Lets assume we have a series of letters X X Z Y Z X Y Y Y Z X Z, in bi-gram format they will turn into

X X,

X Z,

Z Y, so on and so forth.

My analysis is about searching for irregularities, if Xs are followed by more Zs instead of Ys and Xs. I know I can do a 4 by 4 analysis but the p value will be more ambiguous about exact location of irregularity (if exists). Moreover distribution of Xs, Ys, and Zs are not even.

I'm thinking about getting the ratio of Xs, Ys, and Zs to their sum then multiplying this number with the sum of second elements in bi-grams for specific categories for getting expected values.

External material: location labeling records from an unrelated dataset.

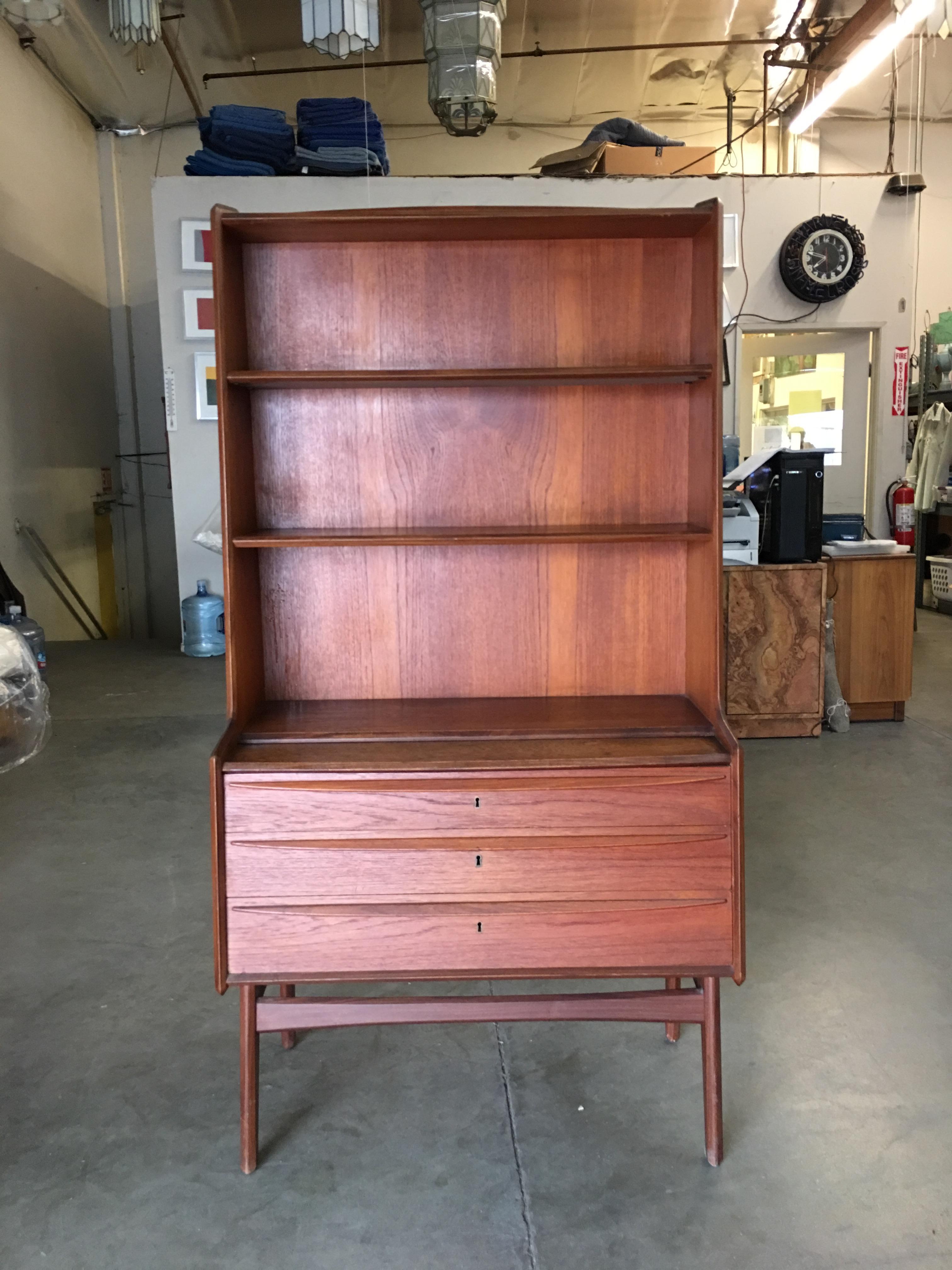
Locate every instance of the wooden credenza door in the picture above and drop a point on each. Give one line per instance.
(775, 649)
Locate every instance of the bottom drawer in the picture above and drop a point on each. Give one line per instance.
(391, 940)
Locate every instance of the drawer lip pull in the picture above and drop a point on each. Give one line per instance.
(506, 908)
(492, 783)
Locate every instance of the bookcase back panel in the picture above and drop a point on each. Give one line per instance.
(483, 621)
(468, 304)
(370, 458)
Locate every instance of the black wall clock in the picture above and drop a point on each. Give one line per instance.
(823, 260)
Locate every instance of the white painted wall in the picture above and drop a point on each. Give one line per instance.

For instance;

In corpus, there are 40 X, 20 Y, and 20 Z which turns to 0.4, 0.2, 0.2 which sums up to 1.

X is followed by 15 X, 10 Y, and 2 Z, it's sum is 27 when we multiply this sum with each corresponding multiplier we get 10.8 for X, 5.4 for Y, and 5.4 for Z.

My question is, is it possible to use this numbers for expected values since if there were no anomaly, the distribution of second elements of bi-grams would be almost exactly the same (with deviation of one less X since it is the first element).

I'm looking forward to your insights.